When the car was written off in a collision, he put in a claim for some R48 000 under the insurance policy. It then transpired that the car was in fact a built-up vehicle, being a combination of a 1988 and a 1990 Mercedes.
When the insurer discovered that the car had been misdescribed in the policy, it rejected the claim on the grounds of misrepresentation, and argued that it was only liable in respect of a vehicle which fitted the description in the policy.
THE TEST OF MATERIALITY
The Supreme Court of Appeal said that the defence of misrepresentation, raised by the insurer in respect of the claim, depended on whether the misdescription of the car was “material”, and that the test in this regard was whether the fact in issue was one which would influence an underwriter’s opinion in regard to the risk under the policy.
The court noted that a leading textbook on insurance said that if the fact that had been incorrectly represented was not material to the
risk, the insurer would remain liable under the policy.

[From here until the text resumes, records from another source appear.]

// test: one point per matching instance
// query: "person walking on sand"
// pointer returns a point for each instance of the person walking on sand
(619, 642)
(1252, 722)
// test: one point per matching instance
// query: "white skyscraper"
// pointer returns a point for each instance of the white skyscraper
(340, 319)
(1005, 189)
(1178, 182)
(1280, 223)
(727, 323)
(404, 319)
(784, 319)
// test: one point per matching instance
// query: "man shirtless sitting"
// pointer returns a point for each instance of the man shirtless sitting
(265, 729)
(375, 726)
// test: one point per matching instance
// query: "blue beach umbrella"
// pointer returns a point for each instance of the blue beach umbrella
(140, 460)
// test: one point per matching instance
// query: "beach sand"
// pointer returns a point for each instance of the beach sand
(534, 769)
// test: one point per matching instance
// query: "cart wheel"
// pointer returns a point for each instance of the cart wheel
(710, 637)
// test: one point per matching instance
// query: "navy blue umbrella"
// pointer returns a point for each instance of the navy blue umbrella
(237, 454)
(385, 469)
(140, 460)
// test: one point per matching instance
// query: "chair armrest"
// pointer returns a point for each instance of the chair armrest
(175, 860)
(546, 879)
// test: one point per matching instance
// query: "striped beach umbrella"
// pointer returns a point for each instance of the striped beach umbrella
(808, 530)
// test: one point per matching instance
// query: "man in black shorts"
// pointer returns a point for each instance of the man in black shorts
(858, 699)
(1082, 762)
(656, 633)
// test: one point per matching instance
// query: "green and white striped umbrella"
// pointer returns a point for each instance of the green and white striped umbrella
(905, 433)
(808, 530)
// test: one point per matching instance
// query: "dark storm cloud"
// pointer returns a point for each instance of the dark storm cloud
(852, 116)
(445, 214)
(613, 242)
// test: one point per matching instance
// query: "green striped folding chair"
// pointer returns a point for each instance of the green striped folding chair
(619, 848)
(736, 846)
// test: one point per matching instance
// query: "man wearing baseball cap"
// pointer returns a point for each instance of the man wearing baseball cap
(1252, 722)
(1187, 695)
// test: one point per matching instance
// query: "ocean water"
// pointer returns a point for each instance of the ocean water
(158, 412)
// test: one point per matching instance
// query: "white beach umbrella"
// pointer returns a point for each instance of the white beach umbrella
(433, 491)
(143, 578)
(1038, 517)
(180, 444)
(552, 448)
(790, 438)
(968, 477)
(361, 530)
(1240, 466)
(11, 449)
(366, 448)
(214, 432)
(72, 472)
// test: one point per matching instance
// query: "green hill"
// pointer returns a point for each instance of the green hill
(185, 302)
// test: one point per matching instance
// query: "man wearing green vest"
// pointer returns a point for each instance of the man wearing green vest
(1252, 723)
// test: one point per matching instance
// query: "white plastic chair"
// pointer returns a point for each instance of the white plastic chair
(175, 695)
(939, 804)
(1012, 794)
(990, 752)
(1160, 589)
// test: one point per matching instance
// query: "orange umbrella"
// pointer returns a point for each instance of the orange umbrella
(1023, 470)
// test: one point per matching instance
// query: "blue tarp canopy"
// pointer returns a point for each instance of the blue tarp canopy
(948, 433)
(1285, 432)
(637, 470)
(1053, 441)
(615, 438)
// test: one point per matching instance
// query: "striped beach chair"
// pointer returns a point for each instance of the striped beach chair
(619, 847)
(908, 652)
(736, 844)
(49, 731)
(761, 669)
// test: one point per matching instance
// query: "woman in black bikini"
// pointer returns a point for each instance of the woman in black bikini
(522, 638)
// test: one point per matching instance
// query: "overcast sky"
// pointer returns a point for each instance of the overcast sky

The court pointed out that in the early years of motor insurance law, the premium fluctuated according to the age of the car. In the present day, the rate is constant, irrespective of the age of the car.
In the event of a claim, a person would not be paid out more than
the true value of the car, so a person taking out insurance could never profit by a misrepresentation as to the age of the car.
The court said that no evidence had been laid before it that a reasonable insurer, if it had known the true facts, would have refused to insure the car in question or would have required a higher premium.
The court held that the magistrate in the court below had correctly given judgment in favour of the insured, and dismissed the insurer’s appeal.